Parken — Ausreichendes kostenloses Parken am Festungseingang.
Sprache — Georgisch, Russisch, Türkisch alle weit gesprochen; Englisch weniger konstant außerhalb der Museumsbeschilderung.
Menschenmengen — Sommerwochenenden am vollsten. Werktagsbesuche, frühe Morgen oder Nebensaisonbesuche sind ruhiger.
Bargeld und Karten — Karten am Festungseingang und den meisten Hotels akzeptiert; Bargeld besser für kleine Cafés und Taxis.
FAQ
Ist Gonio einen Besuch wert, wenn ich in Batumi wenig Zeit habe? Ja. Die Festung ist eine wirklich bedeutende archäologische Stätte und kombiniert sich natürlich mit einem halbtägigen Strandbesuch. Ein voller Gonio-und-Botanischer-Garten-Tag ist einer der besten Batumi-Ausflüge.
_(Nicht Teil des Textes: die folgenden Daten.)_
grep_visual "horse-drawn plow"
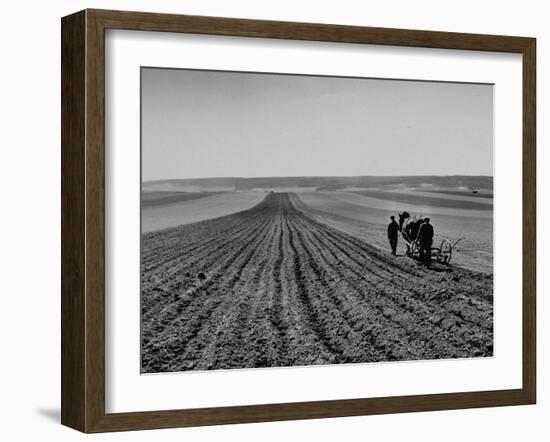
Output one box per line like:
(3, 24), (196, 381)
(399, 212), (464, 265)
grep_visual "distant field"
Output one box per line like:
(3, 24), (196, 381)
(293, 192), (493, 273)
(424, 189), (493, 198)
(354, 190), (493, 210)
(141, 192), (266, 233)
(141, 191), (219, 207)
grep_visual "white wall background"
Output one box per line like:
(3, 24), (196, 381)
(0, 0), (550, 442)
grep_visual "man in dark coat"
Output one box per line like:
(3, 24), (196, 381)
(388, 216), (399, 256)
(417, 218), (434, 266)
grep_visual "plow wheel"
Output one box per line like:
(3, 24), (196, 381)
(437, 239), (453, 264)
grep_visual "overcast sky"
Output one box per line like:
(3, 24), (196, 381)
(142, 68), (493, 181)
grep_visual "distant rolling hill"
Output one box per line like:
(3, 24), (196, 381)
(142, 175), (493, 192)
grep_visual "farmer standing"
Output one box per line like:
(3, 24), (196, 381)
(417, 218), (434, 266)
(388, 215), (399, 256)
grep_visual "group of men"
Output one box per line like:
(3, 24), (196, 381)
(388, 215), (434, 266)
Kann ich aus Sarpi in die Türkei überqueren? Ja, wenn ihr angemessenen Visums- oder visumfreien Status für die Türkei habt. Tagesausflüge nach Hopa oder längere Ausflüge nach Trabzon sind machbar. Aktuelle Grenzregeln prüfen.
Ist der Strand zum Schwimmen gut? Ja. Gonios Kieselstrand ist sauberer als Zentral-Batumi, mit warmem Wasser im Sommer und sanftem Einstieg. Für alle Alter geeignet.
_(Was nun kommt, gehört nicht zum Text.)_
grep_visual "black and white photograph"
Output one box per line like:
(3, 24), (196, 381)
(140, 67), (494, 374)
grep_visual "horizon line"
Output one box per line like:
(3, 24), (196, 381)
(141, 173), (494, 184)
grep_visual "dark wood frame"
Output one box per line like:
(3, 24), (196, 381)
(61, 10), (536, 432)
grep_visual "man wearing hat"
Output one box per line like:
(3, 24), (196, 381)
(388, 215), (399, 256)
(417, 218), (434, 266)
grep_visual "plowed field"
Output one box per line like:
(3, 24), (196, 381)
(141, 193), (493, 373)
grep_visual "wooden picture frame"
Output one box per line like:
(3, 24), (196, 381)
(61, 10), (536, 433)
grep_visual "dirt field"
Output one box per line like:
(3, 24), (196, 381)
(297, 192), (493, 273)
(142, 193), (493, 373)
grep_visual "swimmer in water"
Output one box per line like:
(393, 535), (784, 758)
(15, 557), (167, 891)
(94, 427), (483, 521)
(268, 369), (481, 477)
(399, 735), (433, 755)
Wie viel Zeit für die Festung? 1,5–2 Stunden für einen ordentlichen Besuch inklusive Museum und aller zugänglichen ausgegrabenen Bereiche. Archäologieenthusiasten können leicht 3+ Stunden verbringen.
Ist die Festung ganzjährig offen? Ja. Winterbesuche sind vollkommen machbar, und der Ort ist oft atmosphärisch im Schwarzmeer-Winterlicht.
Gibt es englischsprachige Führer? Die Festung hat grundlegende englische Beschilderung und gelegentlich englischsprachige Führer zum Mieten am Eingang verfügbar. Für detaillierte historische Interpretation ist ein Batumi-basierter Privatführer, der auf Adscharien spezialisiert ist, die beste Option.